B.     The Company and the Employee have agreed to that both parties intended that the exercise price of the stock options was 
supposed to be equal to the closing bid price of the common stock on the date the grant of such stock options is approved by
the Company’s Board of Directors; and

C.     The Company and the Employee have agreed to amend the terms of the Employment Agreement to reflect the fact that the 
exercise price of the stock options was supposed to be equal to the closing bid price of the common stock on the date the grant
of such stock options is approved by the Company’s Board of Directors.
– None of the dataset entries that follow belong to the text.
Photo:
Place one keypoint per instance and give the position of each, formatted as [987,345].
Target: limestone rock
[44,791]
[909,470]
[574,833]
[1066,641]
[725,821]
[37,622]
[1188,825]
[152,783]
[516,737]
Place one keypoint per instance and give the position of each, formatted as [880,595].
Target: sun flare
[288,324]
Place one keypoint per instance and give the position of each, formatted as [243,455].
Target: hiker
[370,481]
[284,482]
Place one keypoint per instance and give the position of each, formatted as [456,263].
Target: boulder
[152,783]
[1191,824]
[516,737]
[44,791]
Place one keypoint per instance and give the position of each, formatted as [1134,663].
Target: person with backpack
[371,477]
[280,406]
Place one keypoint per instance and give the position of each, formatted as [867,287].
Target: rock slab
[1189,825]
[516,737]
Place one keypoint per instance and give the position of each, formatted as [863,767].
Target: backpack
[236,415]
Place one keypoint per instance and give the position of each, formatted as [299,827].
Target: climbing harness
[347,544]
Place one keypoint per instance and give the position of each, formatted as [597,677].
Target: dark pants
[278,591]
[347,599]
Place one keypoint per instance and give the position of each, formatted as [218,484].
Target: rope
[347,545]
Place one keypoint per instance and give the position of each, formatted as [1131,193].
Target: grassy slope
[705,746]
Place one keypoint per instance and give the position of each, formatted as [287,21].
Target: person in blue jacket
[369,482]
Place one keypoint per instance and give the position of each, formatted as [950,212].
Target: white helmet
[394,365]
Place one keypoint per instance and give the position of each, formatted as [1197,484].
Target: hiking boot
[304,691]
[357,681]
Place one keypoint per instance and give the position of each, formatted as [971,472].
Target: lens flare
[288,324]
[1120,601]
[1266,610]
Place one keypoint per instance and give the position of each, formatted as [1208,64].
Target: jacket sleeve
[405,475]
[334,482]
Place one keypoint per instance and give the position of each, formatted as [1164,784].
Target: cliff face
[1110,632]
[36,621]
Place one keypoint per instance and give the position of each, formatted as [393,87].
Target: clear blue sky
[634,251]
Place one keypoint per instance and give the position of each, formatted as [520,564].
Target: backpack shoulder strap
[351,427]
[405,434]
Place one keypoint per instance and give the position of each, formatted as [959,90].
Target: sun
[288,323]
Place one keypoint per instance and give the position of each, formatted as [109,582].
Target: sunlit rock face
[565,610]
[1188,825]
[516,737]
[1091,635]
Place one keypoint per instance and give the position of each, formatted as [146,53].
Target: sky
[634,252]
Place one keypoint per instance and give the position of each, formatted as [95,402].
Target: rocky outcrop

NOW THEREFORE THIS AGREEMENT witnesses that, for good and valuable consideration, the receipt and sufficiency of
which is hereby acknowledged, the parties hereto agree as follows:

1.     Section 7.01 of the Employment Agreement is deleted and replaced with the following:

       “Pursuant to the terms of a separate stock option agreement to be executed and delivered by you and Bulldog as soon as
       practicable following your acceptance of this Employment Agreement, Bulldog shall grant to you stock options to
       acquire 450,000 shares of Bulldog, at the exercise price per share which is equal to the closing bid price of the common
       stock on the date the grant of such stock options is approved by Bulldog’s Board of Directors, vesting as to 50,000
       immediately, with the remaining 400,000 vesting at a rate of 11,429 shares per month, until all shares are vested. In
       addition, upon the announcement of a takeover bid for all of the outstanding shares of common stock of Bulldog, all
       stock options will vest immediately. You agree and acknowledge that the stock options will be issued under Bulldog’s
       2004 Stock Option Plan.”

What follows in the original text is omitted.